Understand too that the Turboprop 2 network paradigm trains by adding hidden neurons one by one, up to a maximum of 80. Zero hidden neurons produce a linear model, and the model becomes more and more non-linear the more hidden neurons are added. Generally speaking, the more hidden neurons added, the “tighter” the fit becomes and the longer the training takes. Previous practitioners of older types of neural nets like the primitive “backpropagation” nets are cautioned not to try to equate Turboprop 2 performance with a certain number of hidden nodes with backpropagation performance using the same number. These are very different algorithms.

The sliding bar used to adjust the number of hidden neurons is labeled Number of hidden nodes during training.

Next, we will discuss the small check box marked Adjust training set for trending markets by evenly distributing training bars. Understand that neural networks are pattern recognition devices: they make predictions based upon what happened during training when they encountered similar patterns. If your training set covered a period of a strong and sustained bull or bear market, the majority of the patterns are likely to be all in one direction. Neural nets aren’t likely to predict the other direction well at all in such a case. Ideally, you’d like to have about half of your training patterns showing up trends, and the other half showing down trends, to varying degrees.

Turning on this option will cause your training sets to be automatically balanced in this way. If you are predicting some output that shows both positive and negative numbers (like percent change), the algorithm will produce a training set having roughly the same number of both signs. If your output is an indicator that always has the same sign (like an indicator that is always between 0 and 100) then the algorithm will select even numbers above and below the mean based on the data’s distribution.
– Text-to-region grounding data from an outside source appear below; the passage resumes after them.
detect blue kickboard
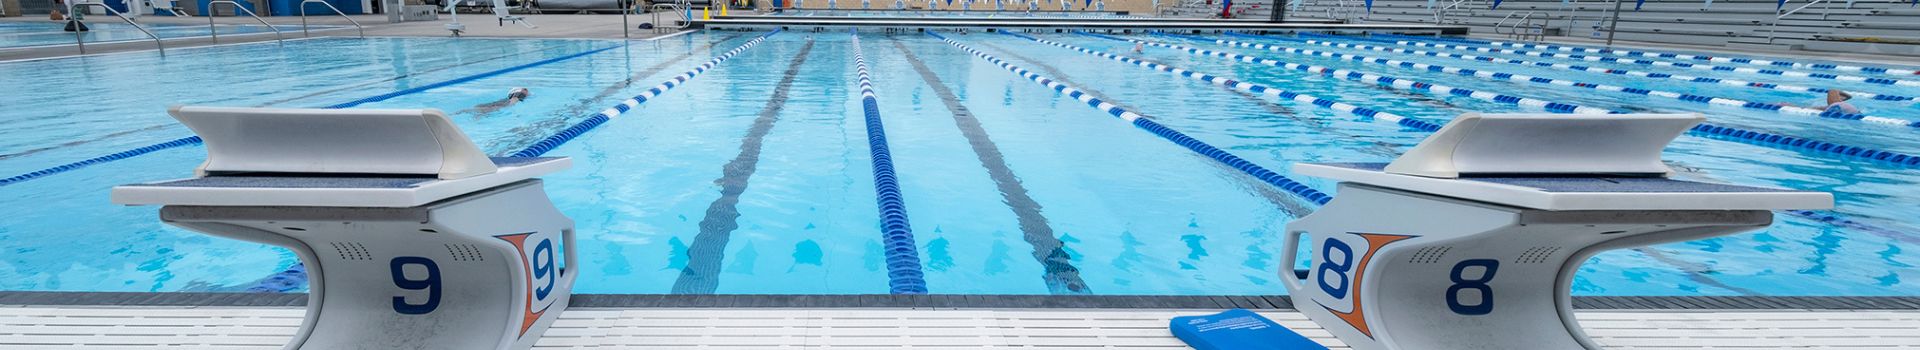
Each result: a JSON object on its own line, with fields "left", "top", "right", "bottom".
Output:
{"left": 1170, "top": 309, "right": 1327, "bottom": 350}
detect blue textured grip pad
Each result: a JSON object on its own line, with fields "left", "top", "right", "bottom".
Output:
{"left": 1170, "top": 309, "right": 1326, "bottom": 350}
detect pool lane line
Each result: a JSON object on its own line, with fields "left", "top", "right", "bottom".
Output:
{"left": 852, "top": 32, "right": 930, "bottom": 295}
{"left": 1210, "top": 34, "right": 1920, "bottom": 128}
{"left": 671, "top": 38, "right": 814, "bottom": 295}
{"left": 1282, "top": 35, "right": 1917, "bottom": 103}
{"left": 1312, "top": 33, "right": 1920, "bottom": 88}
{"left": 1372, "top": 33, "right": 1920, "bottom": 76}
{"left": 927, "top": 31, "right": 1335, "bottom": 206}
{"left": 1003, "top": 31, "right": 1444, "bottom": 132}
{"left": 509, "top": 30, "right": 781, "bottom": 157}
{"left": 892, "top": 38, "right": 1092, "bottom": 295}
{"left": 1090, "top": 32, "right": 1613, "bottom": 115}
{"left": 1098, "top": 34, "right": 1920, "bottom": 168}
{"left": 0, "top": 42, "right": 631, "bottom": 188}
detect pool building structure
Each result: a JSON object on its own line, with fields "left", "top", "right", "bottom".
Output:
{"left": 1, "top": 0, "right": 1919, "bottom": 348}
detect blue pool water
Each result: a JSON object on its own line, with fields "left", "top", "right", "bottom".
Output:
{"left": 0, "top": 22, "right": 332, "bottom": 48}
{"left": 0, "top": 31, "right": 1916, "bottom": 296}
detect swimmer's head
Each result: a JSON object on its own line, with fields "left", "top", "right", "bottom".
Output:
{"left": 509, "top": 87, "right": 530, "bottom": 99}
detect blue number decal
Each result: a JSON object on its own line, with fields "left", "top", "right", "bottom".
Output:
{"left": 531, "top": 239, "right": 556, "bottom": 300}
{"left": 1316, "top": 239, "right": 1355, "bottom": 299}
{"left": 1446, "top": 259, "right": 1499, "bottom": 315}
{"left": 390, "top": 256, "right": 441, "bottom": 315}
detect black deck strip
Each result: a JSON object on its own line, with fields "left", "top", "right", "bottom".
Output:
{"left": 5, "top": 292, "right": 1919, "bottom": 310}
{"left": 672, "top": 39, "right": 817, "bottom": 295}
{"left": 894, "top": 38, "right": 1089, "bottom": 295}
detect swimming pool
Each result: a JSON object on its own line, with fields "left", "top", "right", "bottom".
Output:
{"left": 0, "top": 22, "right": 333, "bottom": 49}
{"left": 0, "top": 30, "right": 1915, "bottom": 296}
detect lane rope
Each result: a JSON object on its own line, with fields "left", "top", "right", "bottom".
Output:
{"left": 852, "top": 31, "right": 930, "bottom": 295}
{"left": 1284, "top": 34, "right": 1914, "bottom": 103}
{"left": 510, "top": 31, "right": 781, "bottom": 157}
{"left": 929, "top": 31, "right": 1333, "bottom": 205}
{"left": 1003, "top": 31, "right": 1443, "bottom": 132}
{"left": 1098, "top": 33, "right": 1920, "bottom": 167}
{"left": 1214, "top": 34, "right": 1920, "bottom": 128}
{"left": 1316, "top": 33, "right": 1920, "bottom": 88}
{"left": 1372, "top": 33, "right": 1920, "bottom": 76}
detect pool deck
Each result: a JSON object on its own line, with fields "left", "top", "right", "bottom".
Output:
{"left": 2, "top": 293, "right": 1917, "bottom": 348}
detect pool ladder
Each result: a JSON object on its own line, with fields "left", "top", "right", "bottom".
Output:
{"left": 66, "top": 3, "right": 165, "bottom": 56}
{"left": 299, "top": 0, "right": 367, "bottom": 38}
{"left": 205, "top": 0, "right": 285, "bottom": 45}
{"left": 1495, "top": 11, "right": 1548, "bottom": 42}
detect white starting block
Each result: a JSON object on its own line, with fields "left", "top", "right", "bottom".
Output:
{"left": 112, "top": 106, "right": 575, "bottom": 350}
{"left": 1280, "top": 113, "right": 1832, "bottom": 350}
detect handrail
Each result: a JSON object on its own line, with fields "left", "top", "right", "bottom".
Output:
{"left": 206, "top": 0, "right": 285, "bottom": 45}
{"left": 68, "top": 3, "right": 166, "bottom": 56}
{"left": 1765, "top": 0, "right": 1832, "bottom": 43}
{"left": 298, "top": 0, "right": 365, "bottom": 38}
Selecting the Shortest Average Trade Span option causes the optimization to give preference to neural networks with an average trade span greater than or equal to the Shortest Average Trade Span over the back testing period. Use this option is to decrease the number of trades if you find that optimization produces too many trades over the optimization period. It is recommended that you choose this option only if you are unable to achieve your goals using other methods.

Selecting the Longest Average Trade Span option causes the optimization to give preference to neural networks with an average trade span less than or equal to the Longest Average Trade Span over the back testing period. Use this option to increase the number of trades if you find that optimization produces too few trades over the optimization period. It is recommended that you choose this option only if you are unable to achieve your goals using other methods.

The average trade span is the average number of bars that all of the trades are in over the optimization period. An acceptable average trade span may produce undesirable trades by having one very long trade and several short trades. Selection of the Shortest and Longest Average Trade Spans are not necessarily the answer to your problems.

Finally, if you have selected the Input Selection or Full Optimization mode of optimization, you may select the Maximum number of inputs that the GA is allowed to use. The GA may determine that less is better. Remember that the more inputs in a network, the greater the chances of “over-fitting”.